Sentei-me ali, paralisada, com lágrimas escorrendo pelo rosto. Nora estava morrendo. Ela sabia que seu tempo estava se esgotando mesmo antes do acidente que a levou. E ela carregou esse fardo sozinha, assim como carregou tantos outros.
“Ollie”, disse Amelia suavemente, enxugando os olhos. “Se Leo escondeu isso, é porque ele deve estar apavorado com o que isso significa. Precisamos conversar com ele antes que ele acorde pensando que o amaremos menos.”
Encontramos Leo encolhido na cama. Quando ele nos viu parados na porta, seus olhos imediatamente se fixaram no coelho que Amelia segurava. Seu rosto ficou completamente pálido.
“Não”, murmurou ele, sentando-se rapidamente. “Por favor, não.

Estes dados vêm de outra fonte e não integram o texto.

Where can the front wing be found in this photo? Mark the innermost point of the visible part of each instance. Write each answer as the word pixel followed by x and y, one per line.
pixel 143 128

Não faça isso…”
Ela sabia que seu tempo estava se esgotando.
mesmo antes do acidente que o levou embora.
Amelia segurou delicadamente o pen drive. “Meu querido, nós o encontramos.”
Leo começou a tremer. “Por favor, não fique bravo. Por favor, não me demita. Me desculpe, me desculpe mesmo…”
Corremos imediatamente em sua direção.
“Encontrei isso há dois anos”, disse Leo, com a voz trêmula. “O coelho tinha um pequeno rasgo, e eu senti algo lá dentro. Assisti ao vídeo na escola, no computador da biblioteca, porque estava com muito medo de assistir em casa.”
“Por favor, não me mande de volta.”
Sua voz embargou completamente. “Eu vi tudo, mãe. Sobre meu pai indo embora. Sobre ele não me querer. E eu tinha tanto medo de que, se você descobrisse a verdade… se descobrisse que meu pai biológico não me queria… você pensaria que havia algo de errado comigo também. Que talvez você também não me quisesse.”
Ele enterrou o rosto nas mãos. “É por isso que nunca deixei ninguém tocar no meu Fluffy. Eu tinha tanto medo de que você o encontrasse e me mandasse embora.”
Eu o abracei. “Leo, meu querido, escute. Nada que seu pai biológico tenha feito ou deixado de fazer define quem você é. Nada.”
“Mas a mamãe disse que ele foi embora. Que ele não me queria. E se tiver alguma coisa errada comigo?”